そしてインド太平洋地域では日本政府が外国からの攻撃に対する反撃能力の保有を閣議決定しました。中国や北朝鮮、ロシアへの対抗を念頭に置き、戦後の日本の安保政策の大きな転換点となりました。一方でその財源を巡って一部を増税で賄うことに対して議論が紛糾しています。今回の政策転換の本質である反撃能力保有の是非ではなく、増税議論にすり替えられてしまっているところに、マスコミの姿勢を含めて疑問を感じます。
【経済指標】
先週の経済指標はマイナス3ポイントの小幅マイナスとなりました。先週は重要指標が目白押しでした。
米11月CPIは前月7.7%、予想7.3%に対して結果7.1%と下振れし、インフレの鈍化が示されました。一方、CPIの結果により政策転換が期待されたFOMCでは、利上げ幅は75bpsから50bpsに減速されたものの、ドットチャートはタカ派に振れました。

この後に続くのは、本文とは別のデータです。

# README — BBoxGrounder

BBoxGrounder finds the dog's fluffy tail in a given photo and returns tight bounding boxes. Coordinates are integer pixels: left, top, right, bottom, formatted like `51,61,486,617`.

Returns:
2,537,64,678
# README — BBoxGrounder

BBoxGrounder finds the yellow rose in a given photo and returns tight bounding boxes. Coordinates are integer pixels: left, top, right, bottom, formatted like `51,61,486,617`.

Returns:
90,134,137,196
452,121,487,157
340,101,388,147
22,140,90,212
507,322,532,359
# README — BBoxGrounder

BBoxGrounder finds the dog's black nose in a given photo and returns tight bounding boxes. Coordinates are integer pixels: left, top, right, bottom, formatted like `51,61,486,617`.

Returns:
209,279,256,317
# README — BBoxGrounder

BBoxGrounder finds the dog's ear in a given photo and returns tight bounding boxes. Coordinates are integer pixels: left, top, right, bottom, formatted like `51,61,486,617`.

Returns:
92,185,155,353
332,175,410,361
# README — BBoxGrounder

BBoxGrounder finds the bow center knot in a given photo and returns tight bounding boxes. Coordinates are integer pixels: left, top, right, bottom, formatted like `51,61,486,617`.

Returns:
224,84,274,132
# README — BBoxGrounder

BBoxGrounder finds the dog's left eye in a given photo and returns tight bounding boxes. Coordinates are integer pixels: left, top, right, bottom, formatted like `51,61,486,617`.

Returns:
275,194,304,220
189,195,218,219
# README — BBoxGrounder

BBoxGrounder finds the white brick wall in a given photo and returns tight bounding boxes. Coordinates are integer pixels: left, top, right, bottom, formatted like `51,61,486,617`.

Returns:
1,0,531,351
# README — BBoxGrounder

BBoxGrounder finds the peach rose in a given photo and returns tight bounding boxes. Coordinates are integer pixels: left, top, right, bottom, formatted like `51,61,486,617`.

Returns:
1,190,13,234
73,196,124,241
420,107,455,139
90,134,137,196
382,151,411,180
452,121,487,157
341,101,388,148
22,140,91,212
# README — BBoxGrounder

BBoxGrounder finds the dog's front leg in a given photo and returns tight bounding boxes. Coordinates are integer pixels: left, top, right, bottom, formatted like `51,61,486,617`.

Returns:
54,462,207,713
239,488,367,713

また翌日のECB政策金利発表でも利上げ幅は縮小されたものの、ラガルド総裁は「ECBは方向転換したわけではなく揺らいでもいない」とこちらもタカ派継続の姿勢を示しました。
一方でPMIは、欧州は低い中でもやや持ち直しが示されましたが、米国は製造業、非製造業共に大きく悪化を示しました。
欧州はともかく、既に利上げで先行し、インフレ鈍化が顕著な米国は利上げ不況が心配されます。
【先週のマーケットの振り返りと考察】~FRBへの信頼感の喪失~
先週の株式指数は世界的に大幅反落の動きとなりました。
13日の米国11月CPIは総合指数、コア指数共に前月値、予想値を下回って米国のインフレの鈍化を示しました。しかし、翌日の米FOMCでは利上げ幅は50bpsに減速となりましたが、ドットチャートでは前回4.625%だった23年末の予想金利は5.125%に修正されました。また記者会見では23年中の利下げを否定し、タカ派な姿勢が示されました。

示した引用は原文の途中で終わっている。